B.Sc Computer Science and Information Technology

Institute of Science and Technology, TU

Data Warehousing and Data Mining (CSC420)

Year Asked: 2079, syllabus wise question

Classification and Prediction
1.
When multilayer perceptron is better choice over other classification algorithms? Consider a multilayer feed-forward neural network given below. Let the learning rate be 0.5. Assume initial values of weights and biases as given in the table below. Train the network for the training tuples (1, 1, 0) and (0, 1, 1), where last number is target output. Show weight and bias updates by using back-propagation algorithm. Assume that sigmoid activation function is used in the network.

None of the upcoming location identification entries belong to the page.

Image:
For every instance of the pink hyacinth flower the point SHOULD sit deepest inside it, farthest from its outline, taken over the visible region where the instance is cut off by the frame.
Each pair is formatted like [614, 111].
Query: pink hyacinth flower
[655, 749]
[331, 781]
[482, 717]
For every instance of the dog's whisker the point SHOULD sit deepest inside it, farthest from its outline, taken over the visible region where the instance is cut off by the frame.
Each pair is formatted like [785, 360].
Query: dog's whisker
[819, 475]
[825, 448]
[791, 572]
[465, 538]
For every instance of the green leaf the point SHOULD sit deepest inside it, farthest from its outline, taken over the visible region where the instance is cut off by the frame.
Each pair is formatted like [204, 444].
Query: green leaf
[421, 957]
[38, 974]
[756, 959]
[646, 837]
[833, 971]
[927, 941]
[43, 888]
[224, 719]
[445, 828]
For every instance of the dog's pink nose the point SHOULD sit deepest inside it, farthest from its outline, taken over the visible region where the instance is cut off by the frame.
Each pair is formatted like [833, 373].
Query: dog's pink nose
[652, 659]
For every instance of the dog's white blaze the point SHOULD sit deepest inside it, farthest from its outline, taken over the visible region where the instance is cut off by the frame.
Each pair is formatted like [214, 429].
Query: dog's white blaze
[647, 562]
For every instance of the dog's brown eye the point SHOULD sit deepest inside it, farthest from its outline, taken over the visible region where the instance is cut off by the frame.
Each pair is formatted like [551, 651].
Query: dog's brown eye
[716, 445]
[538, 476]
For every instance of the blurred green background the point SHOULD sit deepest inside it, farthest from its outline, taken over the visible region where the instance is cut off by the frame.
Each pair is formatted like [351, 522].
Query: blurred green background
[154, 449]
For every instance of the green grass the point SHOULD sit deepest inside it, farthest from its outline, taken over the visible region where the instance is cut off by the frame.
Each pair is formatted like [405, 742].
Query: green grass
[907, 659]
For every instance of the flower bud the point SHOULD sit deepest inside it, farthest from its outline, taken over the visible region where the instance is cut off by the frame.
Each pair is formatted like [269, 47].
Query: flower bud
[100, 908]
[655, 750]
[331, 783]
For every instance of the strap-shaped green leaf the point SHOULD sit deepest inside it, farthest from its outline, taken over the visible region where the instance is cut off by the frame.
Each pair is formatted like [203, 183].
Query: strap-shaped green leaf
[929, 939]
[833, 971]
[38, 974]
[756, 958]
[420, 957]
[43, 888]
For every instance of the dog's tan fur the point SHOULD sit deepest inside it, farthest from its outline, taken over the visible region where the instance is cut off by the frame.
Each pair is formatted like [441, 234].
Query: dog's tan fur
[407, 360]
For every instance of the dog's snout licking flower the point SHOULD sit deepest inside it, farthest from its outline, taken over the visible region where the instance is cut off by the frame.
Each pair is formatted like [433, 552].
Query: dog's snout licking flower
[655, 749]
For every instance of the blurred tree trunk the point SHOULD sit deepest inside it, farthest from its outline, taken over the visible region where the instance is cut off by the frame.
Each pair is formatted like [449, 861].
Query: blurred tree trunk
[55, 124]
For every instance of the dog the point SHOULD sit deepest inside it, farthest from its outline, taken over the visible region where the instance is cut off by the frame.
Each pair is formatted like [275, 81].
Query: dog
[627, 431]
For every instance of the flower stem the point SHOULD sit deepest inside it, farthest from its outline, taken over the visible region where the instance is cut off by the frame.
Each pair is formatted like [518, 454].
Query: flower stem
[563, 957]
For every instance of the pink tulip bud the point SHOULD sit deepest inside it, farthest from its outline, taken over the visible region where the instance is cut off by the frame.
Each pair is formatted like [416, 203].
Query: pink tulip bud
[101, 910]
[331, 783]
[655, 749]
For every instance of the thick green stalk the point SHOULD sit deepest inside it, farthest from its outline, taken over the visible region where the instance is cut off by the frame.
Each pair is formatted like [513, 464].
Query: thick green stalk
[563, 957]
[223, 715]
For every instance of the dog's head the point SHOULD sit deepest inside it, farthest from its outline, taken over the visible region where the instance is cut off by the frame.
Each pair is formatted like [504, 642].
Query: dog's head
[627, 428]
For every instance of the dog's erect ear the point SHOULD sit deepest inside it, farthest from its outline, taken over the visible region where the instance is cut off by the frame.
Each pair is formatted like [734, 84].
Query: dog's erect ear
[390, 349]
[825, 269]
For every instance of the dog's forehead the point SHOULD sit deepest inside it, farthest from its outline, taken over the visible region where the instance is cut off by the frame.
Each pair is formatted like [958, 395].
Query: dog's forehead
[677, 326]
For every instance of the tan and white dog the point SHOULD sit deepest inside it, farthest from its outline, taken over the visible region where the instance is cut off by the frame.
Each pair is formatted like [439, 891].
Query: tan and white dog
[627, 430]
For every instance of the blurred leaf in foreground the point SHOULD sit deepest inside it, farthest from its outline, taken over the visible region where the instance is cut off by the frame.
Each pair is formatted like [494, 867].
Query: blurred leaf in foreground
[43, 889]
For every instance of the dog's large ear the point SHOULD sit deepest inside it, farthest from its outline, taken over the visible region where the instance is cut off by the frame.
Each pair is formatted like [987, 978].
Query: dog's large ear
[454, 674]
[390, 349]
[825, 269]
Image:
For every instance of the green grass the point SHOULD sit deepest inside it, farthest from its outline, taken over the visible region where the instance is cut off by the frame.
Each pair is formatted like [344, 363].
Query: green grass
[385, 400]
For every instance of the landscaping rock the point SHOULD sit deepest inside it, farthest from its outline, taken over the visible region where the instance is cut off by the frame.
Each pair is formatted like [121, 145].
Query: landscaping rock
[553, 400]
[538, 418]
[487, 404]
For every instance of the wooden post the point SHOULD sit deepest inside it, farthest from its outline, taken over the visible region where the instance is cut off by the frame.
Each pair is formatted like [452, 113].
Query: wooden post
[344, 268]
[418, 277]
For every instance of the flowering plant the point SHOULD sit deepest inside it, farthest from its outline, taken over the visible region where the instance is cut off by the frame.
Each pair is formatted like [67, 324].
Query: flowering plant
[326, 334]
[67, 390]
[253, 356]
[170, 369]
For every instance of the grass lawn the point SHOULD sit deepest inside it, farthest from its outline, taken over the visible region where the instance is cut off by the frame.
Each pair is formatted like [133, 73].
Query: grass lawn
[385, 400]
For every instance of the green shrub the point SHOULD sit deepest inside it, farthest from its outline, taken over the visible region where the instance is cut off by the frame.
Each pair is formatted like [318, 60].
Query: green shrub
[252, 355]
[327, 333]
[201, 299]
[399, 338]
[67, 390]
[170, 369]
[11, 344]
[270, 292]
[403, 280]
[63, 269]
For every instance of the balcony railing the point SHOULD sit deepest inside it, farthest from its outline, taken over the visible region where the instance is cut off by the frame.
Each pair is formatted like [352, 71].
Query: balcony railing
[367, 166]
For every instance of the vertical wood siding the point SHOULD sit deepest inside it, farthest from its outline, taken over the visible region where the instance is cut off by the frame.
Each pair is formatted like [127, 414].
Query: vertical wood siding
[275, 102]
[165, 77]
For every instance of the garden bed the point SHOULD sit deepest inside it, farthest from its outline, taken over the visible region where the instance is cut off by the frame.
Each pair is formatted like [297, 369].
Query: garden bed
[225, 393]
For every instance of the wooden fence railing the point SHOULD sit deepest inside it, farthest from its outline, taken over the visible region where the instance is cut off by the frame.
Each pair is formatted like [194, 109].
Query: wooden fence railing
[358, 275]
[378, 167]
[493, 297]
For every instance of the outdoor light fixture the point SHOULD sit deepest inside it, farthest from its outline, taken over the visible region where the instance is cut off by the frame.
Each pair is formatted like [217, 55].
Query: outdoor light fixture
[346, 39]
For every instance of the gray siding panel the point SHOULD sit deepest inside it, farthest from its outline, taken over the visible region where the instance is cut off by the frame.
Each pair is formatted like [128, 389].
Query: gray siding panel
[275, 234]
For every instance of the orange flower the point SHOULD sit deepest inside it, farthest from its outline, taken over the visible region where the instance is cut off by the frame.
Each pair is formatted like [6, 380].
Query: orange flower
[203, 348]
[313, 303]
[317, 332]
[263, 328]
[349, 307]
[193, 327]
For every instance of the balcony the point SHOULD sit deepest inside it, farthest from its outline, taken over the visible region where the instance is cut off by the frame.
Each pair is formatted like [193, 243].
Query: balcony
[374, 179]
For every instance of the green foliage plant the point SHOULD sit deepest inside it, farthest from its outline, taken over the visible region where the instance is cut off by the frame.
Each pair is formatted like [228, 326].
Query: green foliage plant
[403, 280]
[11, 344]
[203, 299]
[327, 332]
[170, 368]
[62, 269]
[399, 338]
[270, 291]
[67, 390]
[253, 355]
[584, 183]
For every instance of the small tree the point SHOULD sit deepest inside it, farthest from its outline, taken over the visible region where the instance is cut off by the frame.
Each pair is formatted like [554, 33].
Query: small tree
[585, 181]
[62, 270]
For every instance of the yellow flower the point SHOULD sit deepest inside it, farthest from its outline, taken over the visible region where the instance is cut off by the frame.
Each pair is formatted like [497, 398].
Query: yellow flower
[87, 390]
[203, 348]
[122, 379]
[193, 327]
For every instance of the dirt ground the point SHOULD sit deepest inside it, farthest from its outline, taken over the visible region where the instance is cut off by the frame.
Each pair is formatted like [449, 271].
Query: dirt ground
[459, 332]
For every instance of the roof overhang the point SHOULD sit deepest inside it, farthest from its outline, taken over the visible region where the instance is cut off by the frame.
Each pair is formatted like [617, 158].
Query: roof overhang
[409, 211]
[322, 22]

$\begin{array}{c|c|c|c|c|c|c|c} w13 & w14 & w23 & w24 & w35 & w45 & b3 & b4 & b5 \\ \hline 0.5 & 0.2 & -0.3 & 0.5 & 0.1 & 0.3 & 0.6 & -0.4 & 0.8 \\ \end{array}$
[10]
2.
What is confusion matrix? Discuss various classification measures along with their mathematical formulae. [5]
Cluster Analysis
1.
What are two categories of hierarchical clustering? Divide the following data points into two clusters using agglomerative clustering. { (2,10), (2,5), (8,4), (5,8), (7,5), (6,4) } [5]
2.
Discuss the concept of K-means++ and Mini-batch K-means algorithm. [5]
Data Cube Technology
1.
Suppose that we have 5 dimensional data. What will be total number of cuboids generated? If we consider each dimension has 5 levels, what will be the number of cuboids generated? [5]
Data Preprocessing
1.
Discuss different types of attributes with suitable example of each. [5]
Graph Mining and Social Network Analysis
1.
What are application areas of graph mining? Explain the concept behind inductive logic programming with suitable demonstration. [5]
Introduction to Data Warehousing
1.
Why OLAP operations are used? Discuss various OLAP operation with suitable example of each. [10]
2.
Why data normalization is important in data mining? Explain min-max and Z-score normalization approach. [5]
3.
Write down short notes on: a. Data Mart b. Market Basket Analysis [5]
Mining Frequent Patterns
1.
Discuss any two drawbacks of Apriori algorithm. Find frequent item-sets and association rules from the transaction database given below using FP-growth algorithm. Assume minimum support is 50% and minimum confidence is 60%.

$\begin{array}{c|c} \text{Transaction\_ID} & \text{Items purchased} \\ \hline 1 & \text{Sausage, peanut, Beer} \\ 2 & \text{peanut, Beer, Apple} \\ 3 & \text{Apple, Milk} \\ 4 & \text{Sausage, peanut, Apple} \\ 5 & \text{Sausage, peanut, Beer, Milk} \\ 6 & \text{Sausage, peanut, Beer, Apple} \\ \end{array}$
[10]
Mining Spatial, Multimedia, Text and Web Data
1.
Discuss the concept of text mining with its practical implications. [5]